Qu’en est-il des forts et des faibles ? Nietzsche propose un renversement un peu différent. Derrière la figure du puissant ne se cache pas une piteuse impuissance, ni derrière la faiblesse une force extraordinaire. Nietzsche bouscule plutôt les connotations attachées, à tort selon lui, à ces types psychologiques : les forts sont plus doux, et les faibles plus redoutables qu’on ne le croit. Chez Nietzsche, les bons véritables sont toujours les puissants, tandis que de la faiblesse croît toujours la haine. Si bien que les faibles cessent d’être ceux qu’il faut  plaindre, mais dont il faut se méfier. Pourquoi ?

Que signifient, pour Nietzsche, force et faiblesse ? Ecartons tout de suite un malentendu. Force et faiblesse ne sont pas des déterminations sociales mais physio-psychologiques. Les forts et les faibles ne s’opposent pas par leur statut social, mais par leur profil médico-moral. Le fort est fort : il a une belle vitalité et un rapport sain à lui-même. Il est confiant, assuré, doté d’un léger sentiment de supériorité – le fort s’aime lui-même. Le faible est faible : il est fragile et fatigué, triste et las, sans initiative et sans vigueur – le faible se déteste.

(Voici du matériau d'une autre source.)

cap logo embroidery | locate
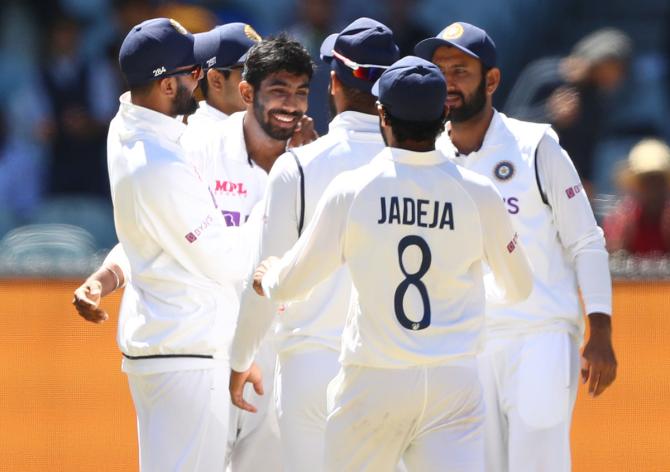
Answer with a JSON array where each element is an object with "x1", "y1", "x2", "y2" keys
[
  {"x1": 244, "y1": 25, "x2": 261, "y2": 42},
  {"x1": 170, "y1": 18, "x2": 188, "y2": 34},
  {"x1": 493, "y1": 161, "x2": 514, "y2": 181},
  {"x1": 442, "y1": 23, "x2": 463, "y2": 39}
]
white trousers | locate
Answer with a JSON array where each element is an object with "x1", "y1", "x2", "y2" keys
[
  {"x1": 128, "y1": 362, "x2": 231, "y2": 472},
  {"x1": 325, "y1": 359, "x2": 484, "y2": 472},
  {"x1": 478, "y1": 332, "x2": 579, "y2": 472},
  {"x1": 228, "y1": 339, "x2": 283, "y2": 472},
  {"x1": 276, "y1": 347, "x2": 340, "y2": 472}
]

Quel rapport avec la morale ? Notre manière d’être détermine nos rapports aux autres et l’on est bon ou haineux avec les autres à proportion du degré d’amour ou de haine qu’on a pour soi. Le fort s’aime tellement que, sans être obnubilé par eux, il aime aussi les autres, y compris ceux qui ne sont pas comme lui : son amour, quoique parfois tiède et indifférent, s’épanche sur les autres. A l’inverse, le faible a tellement de haine qu’il ne pense qu’à lui et à la déverser sur les autres. Le faible est torturé par une idée fixe : renverser et dominer.

La morale est qu’il y a deux manières de se rapporter à soi, induisant deux façons opposées de se rapporter aux autres. L’originalité de ces vues est que toute bonté véritable dérive de l’amour de soi et se mélange d’indifférence. A l’inverse, que toute méchanceté profonde, parce qu’elle est obsession des autres, prend souvent la forme de l’altruisme.